Francesco Schiavone, conosciuto come “Sandokan”, è stato a capo di una delle organizzazioni criminali più temute all’interno del panorama della criminalità organizzata: i Casalesi.
Schiavone ‘Sandokan‘ confessa. Recentemente ha deciso di collaborare con le autorità giudiziarie.
La notizia è emersa pochi giorni prima del trentesimo anniversario dell’assassinio di don Peppe Diana. Si ipotizza che la decisione di Schiavone di cooperare possa essere stata presa alcune settimane fa, quando è circolata la notizia del suo trasferimento nel carcere dell’Aquila per motivi di salute. Nato settant’anni fa a Casal di Principe, Schiavone è detenuto dal 11 luglio 1998, quando è stato rintracciato in un bunker nel centro di Casal di Principe, in via Salerno, insieme alla moglie e ai due figli.
Attualmente deve scontare diverse condanne all’ergastolo. La sua carriera criminale ha avuto inizio molto presto, prima ancora di compiere diciotto anni, quando è stato autista del boss Umberto Ammaturo e successivamente autista e guardia del corpo di Antonio Bardellino. In seguito, Schiavone si ribellò a Bardellino insieme ad altri capi dei clan casalesi e assunse il controllo dell’organizzazione criminale dopo la scomparsa del capo. La morte di Bardellino rimane uno dei misteri che potrebbe essere chiarito grazie alla sua collaborazione con le autorità giudiziarie.
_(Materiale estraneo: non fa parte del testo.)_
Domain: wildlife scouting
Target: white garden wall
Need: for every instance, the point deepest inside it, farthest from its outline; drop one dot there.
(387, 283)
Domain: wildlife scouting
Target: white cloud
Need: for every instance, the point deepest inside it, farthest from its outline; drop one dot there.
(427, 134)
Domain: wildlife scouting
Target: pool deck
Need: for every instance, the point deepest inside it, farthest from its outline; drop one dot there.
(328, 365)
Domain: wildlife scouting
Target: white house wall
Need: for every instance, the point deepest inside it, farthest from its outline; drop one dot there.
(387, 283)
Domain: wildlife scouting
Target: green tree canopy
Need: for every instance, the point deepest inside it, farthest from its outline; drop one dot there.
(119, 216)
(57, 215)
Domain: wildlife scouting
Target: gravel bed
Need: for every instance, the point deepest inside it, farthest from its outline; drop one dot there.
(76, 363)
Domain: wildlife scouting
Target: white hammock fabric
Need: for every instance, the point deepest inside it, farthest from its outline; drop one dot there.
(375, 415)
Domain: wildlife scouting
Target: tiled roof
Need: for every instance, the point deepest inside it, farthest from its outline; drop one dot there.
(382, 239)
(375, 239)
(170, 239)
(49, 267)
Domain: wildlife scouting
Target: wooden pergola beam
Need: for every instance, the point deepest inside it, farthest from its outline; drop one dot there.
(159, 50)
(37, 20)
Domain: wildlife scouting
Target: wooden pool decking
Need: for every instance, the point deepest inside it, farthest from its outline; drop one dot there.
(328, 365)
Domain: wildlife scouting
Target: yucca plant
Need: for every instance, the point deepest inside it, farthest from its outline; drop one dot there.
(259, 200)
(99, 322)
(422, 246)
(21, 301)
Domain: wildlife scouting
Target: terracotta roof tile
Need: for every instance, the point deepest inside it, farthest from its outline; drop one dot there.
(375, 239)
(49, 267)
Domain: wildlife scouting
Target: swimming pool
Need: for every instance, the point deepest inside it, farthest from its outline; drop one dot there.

Oltre a questo, attraverso i suoi racconti potrebbero emergere dettagli su altri casi irrisolti e svelare eventuali complicità e rapporti con il mondo imprenditoriale e politico che per anni ha favorito i gruppi criminali di Casal di Principe.
Chi è Francesco Schiavone
Francesco Schiavone, noto come “Sandokan” per la sua presunta somiglianza con l’attore della serie televisiva Kabir Bedi degli anni ’70, è stato il capo del clan dei Casalesi. Ha ereditato il ruolo da Antonio Bardellino, il cui destino rimane avvolto nel mistero dalla sua scomparsa nel 1988.
Nato il 3 marzo 1954 a Casal di Principe, Schiavone è stato sposato con Giuseppina Nappa, dalla quale ha avuto sei figli, due dei quali sono attualmente in latitanza. Nel 1989, è stato arrestato in Francia a Millery, vicino Lione, in un’operazione che ha coinvolto agenti della Criminalpol, Interpol e polizia francese, mentre tentava di usare un’identità falsa. Dopo una breve detenzione, è tornato in libertà.
Il suo arresto definitivo è avvenuto il 11 luglio 1998 in un bunker nel centro di Casal di Principe. Da allora è stato condannato a scontare diversi ergastoli.
Figlio di un agricoltore locale, Schiavone si fece presto notare per le sue attività criminali, diventando l’autista di Umberto Ammaturo. Il suo coinvolgimento con i Casalesi si consolidò sotto la guida di Bardellino, diventandone l’autista e guardia del corpo. È noto un episodio in cui avrebbe aggredito un maresciallo dei carabinieri per ottenere informazioni su un evento legato alla morte di un parente.
Appassionato del mito di Napoleone, nel suo rifugio sono stati ritrovati dipinti dell’imperatore francese. Il suo primogenito, Nicola, che aveva assunto il comando del clan, è stato arrestato nel 2018 e ha scelto di collaborare con la giustizia, così come la moglie. Nel novembre 2021, un altro figlio, Walter, ha seguito il loro esempio. Gli altri due figli, Carmine ed Emanuele, sono detenuti, mentre Ivanhoe è l’unico ancora in libertà.
Il pentimento di Schiavone rappresenta una svolta nel mondo della camorra. Apre la strada alla possibilità che altri boss, incluso Francesco Bidognetti, possano seguire il suo esempio.
Le sue confessioni potrebbero essere cruciali per le indagini. Non solo per ricostruire il passato criminale dei Casalesi e individuare responsabili di omicidi e agguati, ma anche per comprendere la struttura attuale dell’organizzazione e la sua infiltrazione in vari settori legali ed economici.
Con diverse condanne, inclusa una per omicidio, Schiavone è soggetto al regime carcerario del 41 bis, confermato nel gennaio 2018 dalla Cassazione.